PDP, PA, PPF: Terms You Should Know Before You Start
Before comparing the solutions, we need to clarify the terminology, since the reform has changed the terminology along the way, which is still causing a great deal of confusion.
Approved Platform (PA): This has been the official term since July 2025 (2026 Finance Act). It replaces “Partner Dematerialization Platform” (PDP), which is still widely used in search engines and on many websites. Both terms refer to the same thing: a private operator registered with the DGFiP to issue, receive, transmit, and archive compliant electronic invoices.
PPF (Public Invoicing Portal): This is the government’s free public solution, on which Chorus Pro is based. It is accessible to all businesses without a paid subscription. It handles invoice receipt and provides a business directory service. It remains an option for businesses seeking minimal compliance without a budget, but it does not offer the sales management, ERP integration, or automation features provided by private invoicing platforms.
E-reporting: an additional requirement beyond electronic invoicing. It involves submitting data on B2C transactions (sales to consumers) and transactions with foreign companies—which do not use B2B electronic invoicing—to the DGFiP. The same timeline as for issuing invoices applies. All authorized parties (PA) must manage e-reporting.
Schedule: Who Should Do What and When
What this means in practice for an SME today: You must be able to receive electronic invoices as of September 1, 2026. If you do not select an electronic invoicing provider (PA) by that date, you will not be able to process the invoices that your large enterprises (GE) and mid-sized companies (ETI) send you in electronic format. The deadline for receiving these invoices is not just a theoretical one—it will affect your relationship with your suppliers starting in September 2026.

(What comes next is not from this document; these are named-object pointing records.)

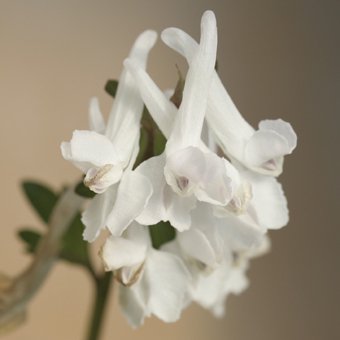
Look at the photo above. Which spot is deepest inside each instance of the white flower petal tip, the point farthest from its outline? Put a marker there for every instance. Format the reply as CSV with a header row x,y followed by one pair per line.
x,y
118,252
99,179
146,41
191,171
96,156
265,150
96,120
208,19
133,194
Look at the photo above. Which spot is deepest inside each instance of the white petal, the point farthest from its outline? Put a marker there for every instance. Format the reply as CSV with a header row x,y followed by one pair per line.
x,y
95,215
204,174
96,120
282,128
119,252
189,120
202,242
90,147
154,211
178,209
269,204
222,115
263,147
132,196
161,109
132,305
138,233
240,233
167,279
124,120
208,290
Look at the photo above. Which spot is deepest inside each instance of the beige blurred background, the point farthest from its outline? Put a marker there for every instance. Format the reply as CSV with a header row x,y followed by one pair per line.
x,y
277,59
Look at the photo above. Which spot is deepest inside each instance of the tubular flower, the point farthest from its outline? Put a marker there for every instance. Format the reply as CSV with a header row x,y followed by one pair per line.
x,y
185,222
260,150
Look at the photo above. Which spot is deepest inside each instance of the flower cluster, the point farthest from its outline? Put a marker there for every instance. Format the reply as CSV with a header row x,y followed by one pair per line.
x,y
214,185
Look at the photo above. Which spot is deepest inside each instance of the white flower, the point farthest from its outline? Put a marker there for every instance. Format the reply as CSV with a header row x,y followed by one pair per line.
x,y
103,158
260,150
153,282
188,171
107,160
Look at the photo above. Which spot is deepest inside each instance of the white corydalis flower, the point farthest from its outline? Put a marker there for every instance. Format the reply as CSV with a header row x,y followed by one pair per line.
x,y
261,150
107,154
153,282
188,170
103,157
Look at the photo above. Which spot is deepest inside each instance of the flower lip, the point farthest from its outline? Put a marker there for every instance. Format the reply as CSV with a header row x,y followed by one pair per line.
x,y
98,179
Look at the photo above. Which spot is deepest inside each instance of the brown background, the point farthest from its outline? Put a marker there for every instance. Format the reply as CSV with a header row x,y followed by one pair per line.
x,y
277,58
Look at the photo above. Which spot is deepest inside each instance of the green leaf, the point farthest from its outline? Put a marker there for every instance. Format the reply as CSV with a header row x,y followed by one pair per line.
x,y
84,191
42,198
74,248
31,238
161,233
111,87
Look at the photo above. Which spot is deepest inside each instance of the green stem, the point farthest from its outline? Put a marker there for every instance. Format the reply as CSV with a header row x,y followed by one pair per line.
x,y
102,287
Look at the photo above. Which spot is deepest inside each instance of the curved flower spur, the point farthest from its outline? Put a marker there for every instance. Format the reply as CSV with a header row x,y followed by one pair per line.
x,y
219,209
261,150
187,171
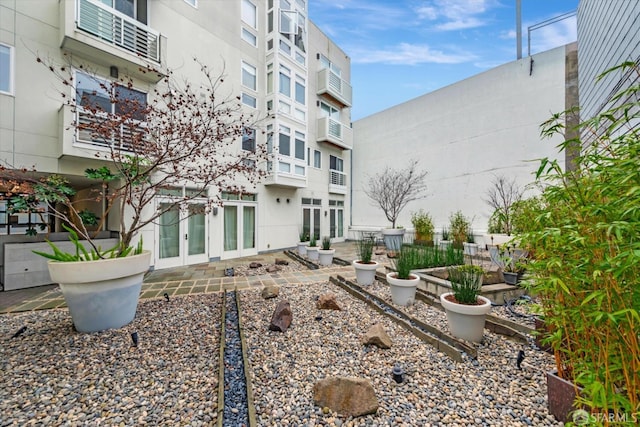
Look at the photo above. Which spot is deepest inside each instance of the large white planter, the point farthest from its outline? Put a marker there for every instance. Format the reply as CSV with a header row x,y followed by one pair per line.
x,y
365,273
470,248
393,238
466,321
312,253
403,291
302,248
101,294
325,256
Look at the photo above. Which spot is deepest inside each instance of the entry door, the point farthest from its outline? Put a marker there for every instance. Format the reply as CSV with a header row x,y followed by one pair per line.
x,y
239,234
182,236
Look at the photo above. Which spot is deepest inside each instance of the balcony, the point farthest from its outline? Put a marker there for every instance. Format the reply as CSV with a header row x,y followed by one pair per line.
x,y
330,84
334,132
110,38
77,140
337,182
285,171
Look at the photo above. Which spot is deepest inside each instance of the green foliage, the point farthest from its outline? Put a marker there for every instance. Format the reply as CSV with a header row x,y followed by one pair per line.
x,y
422,223
459,226
586,238
326,243
402,263
81,254
466,282
364,247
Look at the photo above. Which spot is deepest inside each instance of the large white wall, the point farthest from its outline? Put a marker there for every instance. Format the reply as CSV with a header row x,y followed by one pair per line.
x,y
464,135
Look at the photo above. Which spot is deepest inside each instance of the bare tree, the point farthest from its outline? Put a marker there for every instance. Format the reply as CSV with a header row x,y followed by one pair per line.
x,y
184,135
502,196
393,189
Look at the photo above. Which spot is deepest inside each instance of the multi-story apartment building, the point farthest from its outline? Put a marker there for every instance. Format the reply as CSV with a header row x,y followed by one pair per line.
x,y
275,59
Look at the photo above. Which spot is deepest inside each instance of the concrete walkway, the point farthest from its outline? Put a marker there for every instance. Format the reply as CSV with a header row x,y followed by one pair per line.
x,y
193,279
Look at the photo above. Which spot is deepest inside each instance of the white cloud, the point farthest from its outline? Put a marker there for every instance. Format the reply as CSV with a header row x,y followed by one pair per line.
x,y
409,54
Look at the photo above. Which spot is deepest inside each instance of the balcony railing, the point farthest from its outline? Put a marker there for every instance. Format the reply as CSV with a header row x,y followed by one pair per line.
x,y
330,130
118,29
329,83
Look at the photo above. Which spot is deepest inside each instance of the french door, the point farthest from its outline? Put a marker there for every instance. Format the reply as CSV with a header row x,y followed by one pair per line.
x,y
239,229
182,236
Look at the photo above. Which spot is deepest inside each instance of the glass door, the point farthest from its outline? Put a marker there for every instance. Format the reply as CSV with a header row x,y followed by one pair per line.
x,y
239,230
181,236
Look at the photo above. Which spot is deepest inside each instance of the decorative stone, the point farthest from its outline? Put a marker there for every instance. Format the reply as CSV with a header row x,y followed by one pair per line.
x,y
282,317
270,291
327,302
376,335
348,396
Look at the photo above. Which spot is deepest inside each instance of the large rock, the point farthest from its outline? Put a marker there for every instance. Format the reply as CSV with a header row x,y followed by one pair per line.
x,y
328,302
376,335
270,291
348,396
282,317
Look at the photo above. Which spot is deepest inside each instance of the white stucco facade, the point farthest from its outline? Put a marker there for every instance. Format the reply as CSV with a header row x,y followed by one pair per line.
x,y
464,135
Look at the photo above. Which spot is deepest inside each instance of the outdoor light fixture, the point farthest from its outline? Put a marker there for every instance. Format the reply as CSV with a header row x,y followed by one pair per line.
x,y
398,373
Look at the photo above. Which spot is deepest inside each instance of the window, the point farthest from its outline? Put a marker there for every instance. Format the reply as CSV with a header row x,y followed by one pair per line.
x,y
335,163
285,81
284,141
248,14
249,139
299,142
300,90
317,159
249,81
6,69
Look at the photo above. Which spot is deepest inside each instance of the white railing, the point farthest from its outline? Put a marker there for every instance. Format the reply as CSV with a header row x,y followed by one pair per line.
x,y
121,139
337,178
118,29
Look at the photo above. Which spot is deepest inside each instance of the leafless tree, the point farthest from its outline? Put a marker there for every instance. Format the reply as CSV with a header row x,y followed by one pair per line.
x,y
501,196
184,134
393,189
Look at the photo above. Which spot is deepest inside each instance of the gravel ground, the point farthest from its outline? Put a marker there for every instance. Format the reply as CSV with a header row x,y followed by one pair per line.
x,y
52,375
437,391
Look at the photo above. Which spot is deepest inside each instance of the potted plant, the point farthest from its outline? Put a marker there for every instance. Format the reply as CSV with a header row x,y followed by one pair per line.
x,y
470,245
458,228
325,255
364,266
465,308
586,260
302,244
402,283
423,226
391,190
445,242
312,249
142,153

You have until September 1, 2027, to go live. But waiting until September 2027 to select and deploy your PA is a poor strategy: ERP integrations take time, users need to be trained, and the first few weeks always involve some growing pains.

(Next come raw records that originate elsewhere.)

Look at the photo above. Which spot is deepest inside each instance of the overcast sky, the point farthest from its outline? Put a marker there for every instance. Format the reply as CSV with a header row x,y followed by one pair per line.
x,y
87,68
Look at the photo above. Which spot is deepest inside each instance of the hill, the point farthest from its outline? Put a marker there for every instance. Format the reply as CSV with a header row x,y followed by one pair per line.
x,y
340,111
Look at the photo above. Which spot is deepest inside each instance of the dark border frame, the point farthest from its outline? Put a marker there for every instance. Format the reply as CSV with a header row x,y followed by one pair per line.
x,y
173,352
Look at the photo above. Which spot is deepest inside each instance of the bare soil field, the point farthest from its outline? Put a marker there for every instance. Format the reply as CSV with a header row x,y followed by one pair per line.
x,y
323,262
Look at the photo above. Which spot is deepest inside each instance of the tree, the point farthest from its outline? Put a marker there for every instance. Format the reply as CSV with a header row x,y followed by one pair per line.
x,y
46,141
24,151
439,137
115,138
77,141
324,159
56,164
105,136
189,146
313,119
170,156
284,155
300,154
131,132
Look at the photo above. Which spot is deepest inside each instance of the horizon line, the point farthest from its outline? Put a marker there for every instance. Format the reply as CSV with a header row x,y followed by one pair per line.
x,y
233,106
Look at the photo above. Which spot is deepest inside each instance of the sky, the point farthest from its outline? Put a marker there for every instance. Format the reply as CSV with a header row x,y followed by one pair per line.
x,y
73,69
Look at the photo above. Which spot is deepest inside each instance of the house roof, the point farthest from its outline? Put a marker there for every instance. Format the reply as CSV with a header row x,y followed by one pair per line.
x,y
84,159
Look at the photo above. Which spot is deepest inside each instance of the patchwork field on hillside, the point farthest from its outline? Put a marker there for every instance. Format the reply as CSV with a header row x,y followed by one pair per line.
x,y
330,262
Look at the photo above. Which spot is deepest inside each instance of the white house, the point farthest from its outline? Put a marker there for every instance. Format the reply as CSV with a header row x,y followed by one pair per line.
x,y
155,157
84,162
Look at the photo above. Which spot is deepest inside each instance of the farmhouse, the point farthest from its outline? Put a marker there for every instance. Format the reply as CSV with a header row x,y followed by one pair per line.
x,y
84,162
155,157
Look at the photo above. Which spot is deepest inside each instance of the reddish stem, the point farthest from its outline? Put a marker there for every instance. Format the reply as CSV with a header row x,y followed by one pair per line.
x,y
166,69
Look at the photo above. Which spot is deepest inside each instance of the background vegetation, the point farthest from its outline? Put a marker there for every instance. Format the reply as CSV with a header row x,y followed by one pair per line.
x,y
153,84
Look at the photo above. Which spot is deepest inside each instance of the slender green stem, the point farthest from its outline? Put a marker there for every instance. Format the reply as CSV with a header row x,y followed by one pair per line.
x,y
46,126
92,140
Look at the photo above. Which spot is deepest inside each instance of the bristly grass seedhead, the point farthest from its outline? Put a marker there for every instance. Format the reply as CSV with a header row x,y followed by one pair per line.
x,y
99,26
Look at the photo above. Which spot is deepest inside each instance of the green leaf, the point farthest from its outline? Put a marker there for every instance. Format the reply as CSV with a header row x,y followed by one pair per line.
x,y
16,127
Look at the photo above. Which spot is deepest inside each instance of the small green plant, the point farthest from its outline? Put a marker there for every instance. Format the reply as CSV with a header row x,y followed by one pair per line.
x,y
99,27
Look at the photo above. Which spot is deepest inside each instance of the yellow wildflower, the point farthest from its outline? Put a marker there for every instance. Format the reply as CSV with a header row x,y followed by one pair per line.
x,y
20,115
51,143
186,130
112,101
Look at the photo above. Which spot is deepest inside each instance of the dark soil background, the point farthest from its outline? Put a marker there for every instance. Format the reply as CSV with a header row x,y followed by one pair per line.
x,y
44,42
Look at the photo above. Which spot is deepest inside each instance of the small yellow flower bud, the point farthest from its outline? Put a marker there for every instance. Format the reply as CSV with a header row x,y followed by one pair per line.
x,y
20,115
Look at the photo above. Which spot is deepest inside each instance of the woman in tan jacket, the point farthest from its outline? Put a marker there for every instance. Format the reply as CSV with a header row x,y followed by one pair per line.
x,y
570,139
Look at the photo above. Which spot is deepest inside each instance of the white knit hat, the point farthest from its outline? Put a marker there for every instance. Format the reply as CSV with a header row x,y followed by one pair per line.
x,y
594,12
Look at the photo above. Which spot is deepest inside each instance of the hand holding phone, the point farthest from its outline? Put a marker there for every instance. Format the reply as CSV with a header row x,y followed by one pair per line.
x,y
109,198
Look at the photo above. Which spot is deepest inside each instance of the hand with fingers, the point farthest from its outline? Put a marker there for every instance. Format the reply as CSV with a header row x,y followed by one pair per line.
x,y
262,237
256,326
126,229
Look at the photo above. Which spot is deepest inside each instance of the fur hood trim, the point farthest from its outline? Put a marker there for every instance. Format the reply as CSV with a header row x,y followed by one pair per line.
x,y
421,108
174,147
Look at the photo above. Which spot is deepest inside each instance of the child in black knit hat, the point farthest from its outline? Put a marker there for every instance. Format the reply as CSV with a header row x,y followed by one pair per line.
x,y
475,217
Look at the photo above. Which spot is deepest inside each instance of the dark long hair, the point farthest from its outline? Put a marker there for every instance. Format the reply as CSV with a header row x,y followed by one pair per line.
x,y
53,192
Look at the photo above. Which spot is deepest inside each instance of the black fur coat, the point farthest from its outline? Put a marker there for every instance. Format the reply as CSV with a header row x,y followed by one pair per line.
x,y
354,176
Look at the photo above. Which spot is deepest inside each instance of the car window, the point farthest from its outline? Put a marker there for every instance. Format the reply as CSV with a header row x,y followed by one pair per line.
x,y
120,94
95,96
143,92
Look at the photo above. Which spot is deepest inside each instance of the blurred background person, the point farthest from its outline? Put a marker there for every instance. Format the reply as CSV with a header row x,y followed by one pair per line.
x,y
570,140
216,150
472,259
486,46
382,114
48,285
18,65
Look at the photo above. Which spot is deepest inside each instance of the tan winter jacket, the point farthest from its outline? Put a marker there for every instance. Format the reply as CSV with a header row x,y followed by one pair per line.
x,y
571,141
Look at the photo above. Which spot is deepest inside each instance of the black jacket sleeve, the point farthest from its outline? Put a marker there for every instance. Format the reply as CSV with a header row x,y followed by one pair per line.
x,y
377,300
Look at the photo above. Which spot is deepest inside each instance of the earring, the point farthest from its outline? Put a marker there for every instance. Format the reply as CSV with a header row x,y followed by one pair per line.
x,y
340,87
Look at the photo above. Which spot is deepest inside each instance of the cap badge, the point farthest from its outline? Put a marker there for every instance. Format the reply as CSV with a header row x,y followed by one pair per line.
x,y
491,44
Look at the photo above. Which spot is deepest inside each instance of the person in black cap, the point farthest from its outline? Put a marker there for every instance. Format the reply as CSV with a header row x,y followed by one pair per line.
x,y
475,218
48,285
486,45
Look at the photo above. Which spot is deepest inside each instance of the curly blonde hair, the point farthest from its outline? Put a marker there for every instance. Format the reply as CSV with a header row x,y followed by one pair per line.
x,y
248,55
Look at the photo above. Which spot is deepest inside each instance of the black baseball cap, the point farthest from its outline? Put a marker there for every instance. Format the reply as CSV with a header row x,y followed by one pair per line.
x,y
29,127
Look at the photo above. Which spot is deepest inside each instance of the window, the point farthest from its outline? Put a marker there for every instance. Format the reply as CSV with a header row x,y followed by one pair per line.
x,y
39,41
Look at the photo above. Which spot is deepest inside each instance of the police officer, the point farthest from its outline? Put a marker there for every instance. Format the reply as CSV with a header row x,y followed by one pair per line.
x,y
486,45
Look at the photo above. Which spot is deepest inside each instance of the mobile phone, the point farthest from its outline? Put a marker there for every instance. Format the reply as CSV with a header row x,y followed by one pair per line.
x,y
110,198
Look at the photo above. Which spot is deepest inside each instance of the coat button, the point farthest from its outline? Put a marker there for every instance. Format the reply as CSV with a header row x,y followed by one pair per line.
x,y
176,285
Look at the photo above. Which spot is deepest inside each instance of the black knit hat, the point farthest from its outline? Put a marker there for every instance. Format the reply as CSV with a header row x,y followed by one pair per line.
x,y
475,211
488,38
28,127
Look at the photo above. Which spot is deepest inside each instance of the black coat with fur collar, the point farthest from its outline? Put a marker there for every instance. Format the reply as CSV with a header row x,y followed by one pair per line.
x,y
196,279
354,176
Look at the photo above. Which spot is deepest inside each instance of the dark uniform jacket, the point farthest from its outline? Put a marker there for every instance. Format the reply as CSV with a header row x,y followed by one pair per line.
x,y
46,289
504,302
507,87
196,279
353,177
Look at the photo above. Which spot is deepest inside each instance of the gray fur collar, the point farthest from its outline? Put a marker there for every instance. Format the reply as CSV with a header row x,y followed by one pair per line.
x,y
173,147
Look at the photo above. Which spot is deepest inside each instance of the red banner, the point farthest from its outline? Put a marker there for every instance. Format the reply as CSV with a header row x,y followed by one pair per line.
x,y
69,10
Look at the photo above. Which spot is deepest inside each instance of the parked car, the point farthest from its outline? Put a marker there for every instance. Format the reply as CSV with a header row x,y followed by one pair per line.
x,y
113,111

Recommendation: Select your PA by the end of 2026, activate reception first, and then roll out transmission during the first half of 2027.
If you are unsure of your business category or your exact obligations, IT Systèmes can conduct an assessment in less than an hour—taking into account your actual size, your industry, and your existing software.
The 4 Legal Responsibilities of an Accredited Platform
Every PA registered with the DGFiP is contractually obligated to fulfill four responsibilities:
1. Issue and transmit: generate electronic invoices that comply with regulatory formats (Factur-X, UBL 2.1, CII) and transmit them to the recipient’s public administration via the interoperability network.
2. Receive and process: Receive incoming invoices from your suppliers and make them available in your interface, ideally with automatic data extraction.
3. Submit data to the DGFiP: Submit B2B invoicing and e-reporting data (B2C, international) to the tax authorities, in accordance with the required deadlines and technical formats.
4. Archive with legal validity: Store invoices securely, intact, and in a traceable manner for the legally required period (6 years for tax purposes, 10 years for accounting records).
Registration is valid for 3 years and is renewable following an audit. Always verify your PA’s registration number on the DGFiP’s official list before committing to a service. A “PA” logo on a website is not sufficient, and “pending approval” status does not guarantee that your invoices are compliant.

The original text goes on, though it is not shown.